In our everyday lives, we may find ourselves overloading our minds in different ways: memorizing vocabulary terms for a test so that we don’t forget them, practicing what we’re going to say during a class presentation, or rehearsing the name of someone we just met so that we don’t forget it. There are also the “ever-present wanderings of the normal mind.” Additionally, there are more chronic sources of mental load, such as anxiety, stress, and depression, which are characterized by ruminative thought patterns. These thoughts can consume mental capacity, leading to dull thought patterns and a lessened ability to experience pleasure. Dr.

Bar says that he gives himself a yearly “birthday gift” of a week of silence at a meditation retreat.
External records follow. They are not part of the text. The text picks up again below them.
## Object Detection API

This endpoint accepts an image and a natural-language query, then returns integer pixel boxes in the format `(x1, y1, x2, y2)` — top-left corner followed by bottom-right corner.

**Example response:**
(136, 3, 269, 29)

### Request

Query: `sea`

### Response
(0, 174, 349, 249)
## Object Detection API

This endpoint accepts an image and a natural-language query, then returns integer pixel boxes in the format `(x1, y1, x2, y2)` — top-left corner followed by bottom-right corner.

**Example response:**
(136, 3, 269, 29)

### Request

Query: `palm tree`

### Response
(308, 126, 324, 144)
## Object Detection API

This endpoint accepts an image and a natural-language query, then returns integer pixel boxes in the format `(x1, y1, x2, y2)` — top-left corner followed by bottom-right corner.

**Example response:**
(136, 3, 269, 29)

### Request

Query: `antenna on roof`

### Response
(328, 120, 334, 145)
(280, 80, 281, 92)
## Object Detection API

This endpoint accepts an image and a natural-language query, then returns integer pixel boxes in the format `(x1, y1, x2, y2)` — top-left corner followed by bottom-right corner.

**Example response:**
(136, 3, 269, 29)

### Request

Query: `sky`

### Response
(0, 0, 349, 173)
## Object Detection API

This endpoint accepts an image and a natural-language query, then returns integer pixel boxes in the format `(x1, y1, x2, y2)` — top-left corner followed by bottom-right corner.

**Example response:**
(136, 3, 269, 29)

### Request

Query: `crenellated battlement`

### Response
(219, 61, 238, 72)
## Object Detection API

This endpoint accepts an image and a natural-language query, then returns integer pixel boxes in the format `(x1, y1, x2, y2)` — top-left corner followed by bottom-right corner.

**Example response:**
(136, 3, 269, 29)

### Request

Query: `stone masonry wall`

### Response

By being silent for a week, he aims to empty his mind of thought and become more aware of his presence and surroundings, such as what the food that he is eating tastes like, and the visual pleasure a flower’s beauty can bring. He would feel gratified after looking at a flower for as long as 45 minutes and “wondered how a simple tomato could taste so good.” When he returned to the act of thinking about something, he noticed that his thoughts were noticeably more unique, fresher, and surprising. Although we may not have the desire or the time to go on a week long meditation retreat, we can take some time once in a while to focus on our present actions and feelings in an effort to “expel the mind-wandering and ruminations which become a tax on the quality of our lives,” as Dr. Bar says.

We overlook many aspects of the world and fail to experience life to the fullest when our minds are cluttered or overwhelmed. Having the ability to remove our mental load, even for a few moments, can improve the quality of our contributions to our classes and conversations. Even something small, such as trying to eat our meals without watching an electronic device, or seeing the beauty in a simple object, can help us keep our minds in the present so that we can produce more original, creative thoughts.